The advance is being presented this week at one of the most prestigious computer graphics conference in the world, SIGGRAPH 2008.
"It should be pretty easy for video game developers to integrate our research into new games. As a game developer myself, I know first hand that stretched out and flickering backgrounds and details are no longer acceptable in 3D video games," said Alex Goldberg, the computer science undergraduate from UC San Diego's Jacobs School of Engineering who did much of the work. Computer science professors Matthias Zwicker from UC San Diego, and Frédo Durand from the Massachusetts Institute of Technology, also contributed to the research project.
"People are looking for ways to get rid of these distortions, preferably without having to pay artists to generate background and detail images by hand. We have come up with a way to do this, and we are planning to provide code for download soon," explained Goldberg, who recently graduated from UC San Diego and is now working for San Diego video game studio PixelActive Inc.

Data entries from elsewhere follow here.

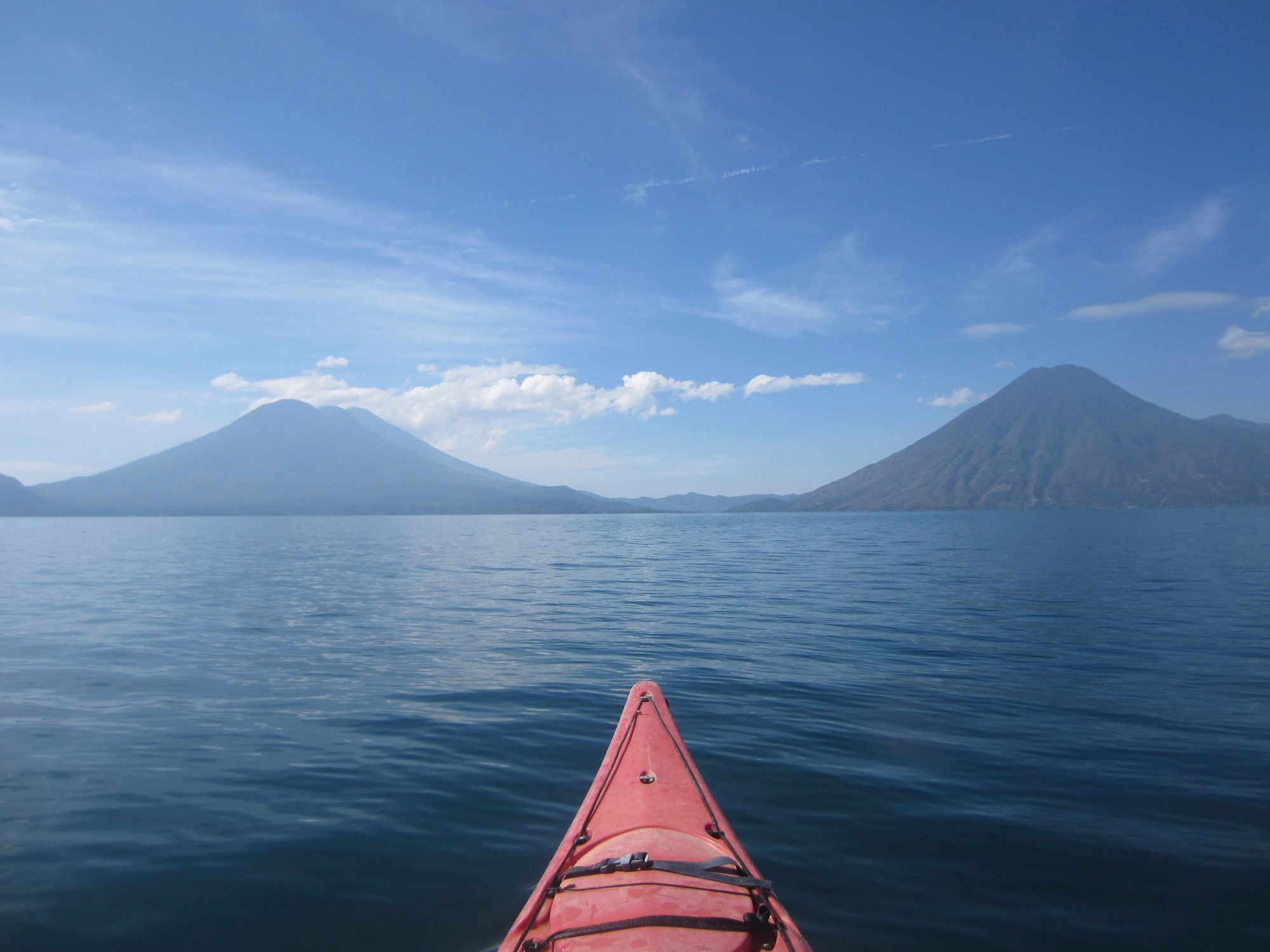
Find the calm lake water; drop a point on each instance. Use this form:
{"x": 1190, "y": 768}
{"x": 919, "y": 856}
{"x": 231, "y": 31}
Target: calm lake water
{"x": 965, "y": 731}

The 2008 SIGGRAPH paper marks an important improvement over Perlin noise, an established technique in which small computer programs create many layers of noise that are piled on top of each other. The layers are then manipulated -- like layers of paint on a canvas -- in order to develop detailed and realistic textures such as rock, soil, cloud, water and marble that serve as background images and details for 3D video games.
"The existing methods for using computer generated noise to make images for backgrounds and details for 3D video games are fast, but the images that you get don't look very good. Our work gives you the full computational benefit of noise but without many of the tradeoffs such as distortion and flickering," said Goldberg.

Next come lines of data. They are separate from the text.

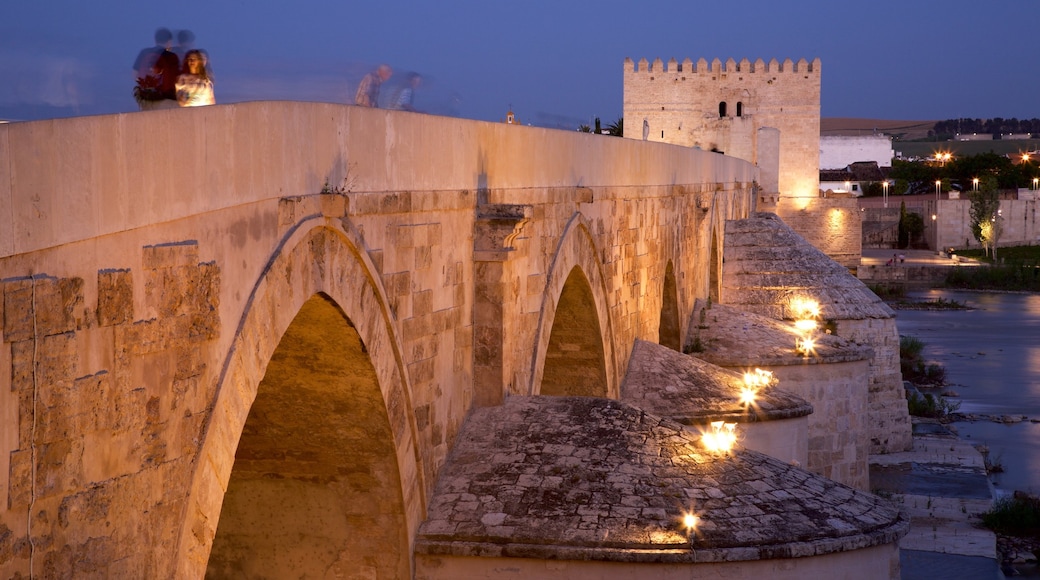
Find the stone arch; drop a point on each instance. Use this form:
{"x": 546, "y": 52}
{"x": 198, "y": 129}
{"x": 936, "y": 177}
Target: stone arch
{"x": 668, "y": 330}
{"x": 576, "y": 268}
{"x": 574, "y": 363}
{"x": 317, "y": 278}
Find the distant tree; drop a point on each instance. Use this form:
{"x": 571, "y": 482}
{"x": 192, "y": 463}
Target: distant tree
{"x": 914, "y": 226}
{"x": 903, "y": 238}
{"x": 986, "y": 222}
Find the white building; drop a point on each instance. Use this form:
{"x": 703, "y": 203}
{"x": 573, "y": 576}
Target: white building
{"x": 840, "y": 151}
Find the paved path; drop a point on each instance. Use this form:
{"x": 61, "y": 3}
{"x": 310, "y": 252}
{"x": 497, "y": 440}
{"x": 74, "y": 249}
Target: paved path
{"x": 873, "y": 257}
{"x": 942, "y": 484}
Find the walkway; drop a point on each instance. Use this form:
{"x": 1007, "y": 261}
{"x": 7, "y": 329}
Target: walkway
{"x": 876, "y": 257}
{"x": 942, "y": 484}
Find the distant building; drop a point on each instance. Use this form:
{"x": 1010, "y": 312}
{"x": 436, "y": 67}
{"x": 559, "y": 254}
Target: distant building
{"x": 756, "y": 111}
{"x": 852, "y": 178}
{"x": 840, "y": 151}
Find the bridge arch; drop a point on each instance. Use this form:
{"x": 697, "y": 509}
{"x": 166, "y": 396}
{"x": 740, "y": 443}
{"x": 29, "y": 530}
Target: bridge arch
{"x": 575, "y": 304}
{"x": 319, "y": 288}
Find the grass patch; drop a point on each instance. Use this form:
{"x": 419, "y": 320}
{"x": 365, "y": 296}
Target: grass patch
{"x": 1012, "y": 255}
{"x": 914, "y": 369}
{"x": 1020, "y": 278}
{"x": 1018, "y": 515}
{"x": 886, "y": 292}
{"x": 933, "y": 406}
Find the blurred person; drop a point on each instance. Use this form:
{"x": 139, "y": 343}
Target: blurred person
{"x": 405, "y": 98}
{"x": 157, "y": 69}
{"x": 368, "y": 88}
{"x": 185, "y": 43}
{"x": 195, "y": 88}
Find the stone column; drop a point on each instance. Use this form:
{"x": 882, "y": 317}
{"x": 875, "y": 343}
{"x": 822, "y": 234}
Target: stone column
{"x": 494, "y": 232}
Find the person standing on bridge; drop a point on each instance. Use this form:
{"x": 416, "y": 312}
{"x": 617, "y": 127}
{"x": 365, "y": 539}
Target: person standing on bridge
{"x": 193, "y": 86}
{"x": 368, "y": 88}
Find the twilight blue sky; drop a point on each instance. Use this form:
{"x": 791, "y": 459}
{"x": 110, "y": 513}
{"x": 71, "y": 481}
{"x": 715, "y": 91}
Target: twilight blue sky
{"x": 554, "y": 61}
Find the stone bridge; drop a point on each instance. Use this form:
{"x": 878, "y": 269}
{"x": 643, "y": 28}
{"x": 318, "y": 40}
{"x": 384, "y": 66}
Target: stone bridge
{"x": 257, "y": 328}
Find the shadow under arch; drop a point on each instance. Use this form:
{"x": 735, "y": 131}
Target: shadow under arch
{"x": 575, "y": 292}
{"x": 315, "y": 490}
{"x": 316, "y": 280}
{"x": 715, "y": 267}
{"x": 574, "y": 364}
{"x": 669, "y": 328}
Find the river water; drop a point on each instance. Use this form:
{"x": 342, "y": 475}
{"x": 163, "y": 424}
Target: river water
{"x": 992, "y": 360}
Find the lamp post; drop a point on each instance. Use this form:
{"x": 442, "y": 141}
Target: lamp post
{"x": 935, "y": 216}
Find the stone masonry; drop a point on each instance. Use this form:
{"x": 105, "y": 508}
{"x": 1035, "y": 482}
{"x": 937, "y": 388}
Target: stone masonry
{"x": 768, "y": 264}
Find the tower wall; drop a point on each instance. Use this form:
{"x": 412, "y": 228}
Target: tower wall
{"x": 721, "y": 107}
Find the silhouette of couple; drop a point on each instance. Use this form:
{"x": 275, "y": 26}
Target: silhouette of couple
{"x": 164, "y": 82}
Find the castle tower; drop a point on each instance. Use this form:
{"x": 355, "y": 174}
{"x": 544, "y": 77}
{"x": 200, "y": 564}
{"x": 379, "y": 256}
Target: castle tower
{"x": 723, "y": 107}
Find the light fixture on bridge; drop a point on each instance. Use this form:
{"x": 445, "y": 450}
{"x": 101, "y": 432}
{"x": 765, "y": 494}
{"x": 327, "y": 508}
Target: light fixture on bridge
{"x": 753, "y": 383}
{"x": 806, "y": 314}
{"x": 721, "y": 438}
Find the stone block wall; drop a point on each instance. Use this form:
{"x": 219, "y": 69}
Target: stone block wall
{"x": 838, "y": 426}
{"x": 109, "y": 404}
{"x": 832, "y": 225}
{"x": 768, "y": 264}
{"x": 149, "y": 308}
{"x": 681, "y": 103}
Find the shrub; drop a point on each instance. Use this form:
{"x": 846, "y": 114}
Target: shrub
{"x": 1014, "y": 516}
{"x": 934, "y": 406}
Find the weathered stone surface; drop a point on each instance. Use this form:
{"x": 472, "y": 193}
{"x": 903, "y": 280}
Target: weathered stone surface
{"x": 762, "y": 254}
{"x": 691, "y": 391}
{"x": 589, "y": 478}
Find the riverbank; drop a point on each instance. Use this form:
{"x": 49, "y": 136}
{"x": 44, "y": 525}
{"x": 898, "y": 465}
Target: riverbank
{"x": 941, "y": 482}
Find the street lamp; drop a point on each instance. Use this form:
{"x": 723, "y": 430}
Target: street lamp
{"x": 935, "y": 216}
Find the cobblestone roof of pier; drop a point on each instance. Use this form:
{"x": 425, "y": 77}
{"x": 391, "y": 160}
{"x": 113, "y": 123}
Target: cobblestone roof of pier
{"x": 696, "y": 392}
{"x": 731, "y": 337}
{"x": 767, "y": 263}
{"x": 595, "y": 479}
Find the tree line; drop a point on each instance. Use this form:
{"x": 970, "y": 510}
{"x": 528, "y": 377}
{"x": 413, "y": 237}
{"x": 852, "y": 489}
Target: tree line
{"x": 995, "y": 126}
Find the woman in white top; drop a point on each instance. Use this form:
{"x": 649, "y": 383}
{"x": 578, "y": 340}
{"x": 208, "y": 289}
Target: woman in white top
{"x": 193, "y": 86}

The new approach also eliminates the need to store the textures as huge images that take up valuable memory. Instead the textures are generated by computer programs on the fly every time an image is rendered, explained computer science professor Matthias Zwicker from UC San Diego's Jacobs School of Engineering.

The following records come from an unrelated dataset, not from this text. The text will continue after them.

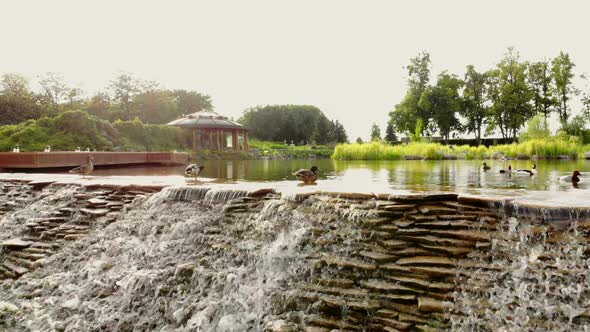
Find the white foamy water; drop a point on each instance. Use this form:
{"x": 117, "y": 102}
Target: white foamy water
{"x": 167, "y": 266}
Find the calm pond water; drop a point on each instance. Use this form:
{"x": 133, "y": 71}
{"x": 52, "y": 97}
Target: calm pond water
{"x": 395, "y": 175}
{"x": 460, "y": 176}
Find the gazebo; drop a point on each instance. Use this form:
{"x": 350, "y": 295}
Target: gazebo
{"x": 213, "y": 131}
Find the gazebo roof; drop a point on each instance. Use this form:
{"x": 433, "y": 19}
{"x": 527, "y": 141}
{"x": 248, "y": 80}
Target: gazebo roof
{"x": 206, "y": 119}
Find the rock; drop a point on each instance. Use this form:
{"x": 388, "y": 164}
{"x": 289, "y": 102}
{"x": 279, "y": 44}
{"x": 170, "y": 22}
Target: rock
{"x": 18, "y": 270}
{"x": 16, "y": 243}
{"x": 426, "y": 261}
{"x": 393, "y": 323}
{"x": 377, "y": 256}
{"x": 387, "y": 287}
{"x": 394, "y": 244}
{"x": 349, "y": 263}
{"x": 7, "y": 307}
{"x": 95, "y": 212}
{"x": 428, "y": 304}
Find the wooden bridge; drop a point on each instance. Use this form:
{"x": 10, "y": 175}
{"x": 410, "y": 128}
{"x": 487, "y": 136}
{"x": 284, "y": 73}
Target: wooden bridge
{"x": 32, "y": 160}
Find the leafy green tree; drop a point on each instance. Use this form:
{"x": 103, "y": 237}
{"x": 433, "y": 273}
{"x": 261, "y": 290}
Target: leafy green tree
{"x": 390, "y": 136}
{"x": 563, "y": 75}
{"x": 537, "y": 128}
{"x": 406, "y": 113}
{"x": 17, "y": 102}
{"x": 288, "y": 122}
{"x": 375, "y": 133}
{"x": 444, "y": 102}
{"x": 511, "y": 96}
{"x": 540, "y": 82}
{"x": 188, "y": 102}
{"x": 474, "y": 110}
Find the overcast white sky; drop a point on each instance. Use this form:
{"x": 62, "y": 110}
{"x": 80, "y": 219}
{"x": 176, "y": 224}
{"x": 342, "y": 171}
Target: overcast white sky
{"x": 345, "y": 57}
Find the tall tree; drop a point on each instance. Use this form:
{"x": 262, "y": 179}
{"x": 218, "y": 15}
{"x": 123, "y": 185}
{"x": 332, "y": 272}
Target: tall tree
{"x": 55, "y": 89}
{"x": 406, "y": 113}
{"x": 375, "y": 133}
{"x": 443, "y": 102}
{"x": 14, "y": 85}
{"x": 563, "y": 75}
{"x": 474, "y": 110}
{"x": 124, "y": 87}
{"x": 511, "y": 97}
{"x": 540, "y": 82}
{"x": 390, "y": 136}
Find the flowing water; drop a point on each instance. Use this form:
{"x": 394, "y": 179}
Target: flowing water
{"x": 231, "y": 256}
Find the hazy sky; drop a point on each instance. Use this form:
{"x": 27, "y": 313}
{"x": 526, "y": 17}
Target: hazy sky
{"x": 345, "y": 57}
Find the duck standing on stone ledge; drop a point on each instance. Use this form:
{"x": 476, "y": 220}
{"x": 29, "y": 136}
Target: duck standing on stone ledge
{"x": 308, "y": 176}
{"x": 193, "y": 170}
{"x": 84, "y": 169}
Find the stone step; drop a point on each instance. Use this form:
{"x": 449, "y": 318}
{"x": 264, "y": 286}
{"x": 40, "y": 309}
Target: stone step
{"x": 16, "y": 269}
{"x": 436, "y": 240}
{"x": 427, "y": 261}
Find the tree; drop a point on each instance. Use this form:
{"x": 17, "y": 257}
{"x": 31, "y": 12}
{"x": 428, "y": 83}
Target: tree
{"x": 375, "y": 133}
{"x": 54, "y": 89}
{"x": 474, "y": 108}
{"x": 188, "y": 102}
{"x": 17, "y": 102}
{"x": 288, "y": 122}
{"x": 511, "y": 96}
{"x": 406, "y": 113}
{"x": 124, "y": 87}
{"x": 14, "y": 85}
{"x": 443, "y": 102}
{"x": 338, "y": 132}
{"x": 540, "y": 82}
{"x": 562, "y": 70}
{"x": 390, "y": 136}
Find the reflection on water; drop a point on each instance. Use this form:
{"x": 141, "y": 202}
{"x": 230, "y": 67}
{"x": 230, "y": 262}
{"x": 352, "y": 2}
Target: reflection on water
{"x": 398, "y": 175}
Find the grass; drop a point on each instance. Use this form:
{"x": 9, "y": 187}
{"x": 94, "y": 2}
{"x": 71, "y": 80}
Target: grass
{"x": 279, "y": 150}
{"x": 543, "y": 149}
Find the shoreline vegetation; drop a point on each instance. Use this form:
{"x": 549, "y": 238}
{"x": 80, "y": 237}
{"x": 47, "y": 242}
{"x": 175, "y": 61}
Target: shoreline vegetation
{"x": 552, "y": 148}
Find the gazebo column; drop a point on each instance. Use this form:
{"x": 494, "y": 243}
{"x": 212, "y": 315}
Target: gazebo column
{"x": 246, "y": 140}
{"x": 218, "y": 139}
{"x": 234, "y": 141}
{"x": 195, "y": 139}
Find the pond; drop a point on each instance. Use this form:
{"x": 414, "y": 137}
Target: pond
{"x": 461, "y": 176}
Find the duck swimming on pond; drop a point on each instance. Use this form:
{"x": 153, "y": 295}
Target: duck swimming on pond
{"x": 308, "y": 176}
{"x": 574, "y": 178}
{"x": 85, "y": 169}
{"x": 506, "y": 171}
{"x": 193, "y": 170}
{"x": 527, "y": 172}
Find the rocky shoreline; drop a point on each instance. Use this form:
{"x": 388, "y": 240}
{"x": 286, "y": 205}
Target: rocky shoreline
{"x": 382, "y": 262}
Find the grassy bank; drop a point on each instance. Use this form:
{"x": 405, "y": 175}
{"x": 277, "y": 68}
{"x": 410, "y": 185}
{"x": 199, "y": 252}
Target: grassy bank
{"x": 275, "y": 150}
{"x": 547, "y": 149}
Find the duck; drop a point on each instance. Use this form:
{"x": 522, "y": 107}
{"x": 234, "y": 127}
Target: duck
{"x": 527, "y": 172}
{"x": 193, "y": 170}
{"x": 506, "y": 171}
{"x": 308, "y": 176}
{"x": 574, "y": 178}
{"x": 85, "y": 169}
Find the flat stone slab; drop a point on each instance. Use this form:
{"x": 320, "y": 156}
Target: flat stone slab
{"x": 95, "y": 212}
{"x": 426, "y": 261}
{"x": 16, "y": 243}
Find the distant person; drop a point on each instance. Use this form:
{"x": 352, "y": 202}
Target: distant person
{"x": 307, "y": 176}
{"x": 84, "y": 169}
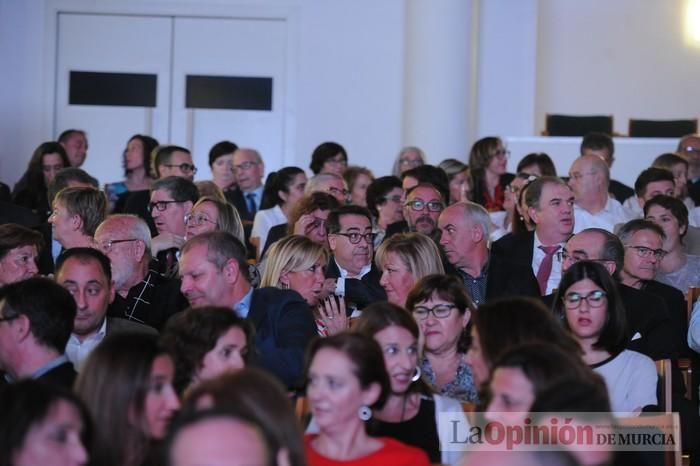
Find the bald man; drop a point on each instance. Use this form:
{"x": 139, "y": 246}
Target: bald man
{"x": 589, "y": 178}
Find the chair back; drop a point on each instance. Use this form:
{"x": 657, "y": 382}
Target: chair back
{"x": 576, "y": 125}
{"x": 661, "y": 128}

"The graphics generated from the procedural approach that we explored in this project are very small. Illustrating video games with small images is going to be increasingly important in the future as more and more games are downloadable," said Zwicker.
Alex Goldberg did the bulk of this work as an undergraduate computer science student at UC San Diego. After taking Zwicker's rendering class (CSE168), Goldberg pursued this research both in his free time and through formalized independent study classes supervised by Zwicker. Goldberg also took the famed video game crash course (CSE125) in which teams of UC San Diego computer science undergraduates create 3D networked video games in 12 weeks.
"Getting a paper into SIGGRAPH is an accomplishment for any senior researcher in computer graphics. Presenting a paper in SIGGRAPH based on work done as an undergraduate is astonishing. We're very proud of Alex and his work," said Keith Marzullo, professor and chair of the Department of Computer Science and Engineering at UC San Diego's Jacobs School of Engineering.
"I've never given a talk in front of more than 30 or 40 people. At SIGGRAPH, the audience will be 300 or 400," Goldberg said. "But I'm excited. These are exactly the people I want to show my work to."
Pixel Packing (More technical info)
Both the stretch marks and the flickering in 3D video game backgrounds often stem from the same technical issue: choosing what color to make individual pixels.
"When one pixel covers a large area in a 3D video game landscape…what color should that pixel be? It can only be one color, but the area it covers may contain many different colors," UC San Diego computer science professor Matthias Zwicker explained.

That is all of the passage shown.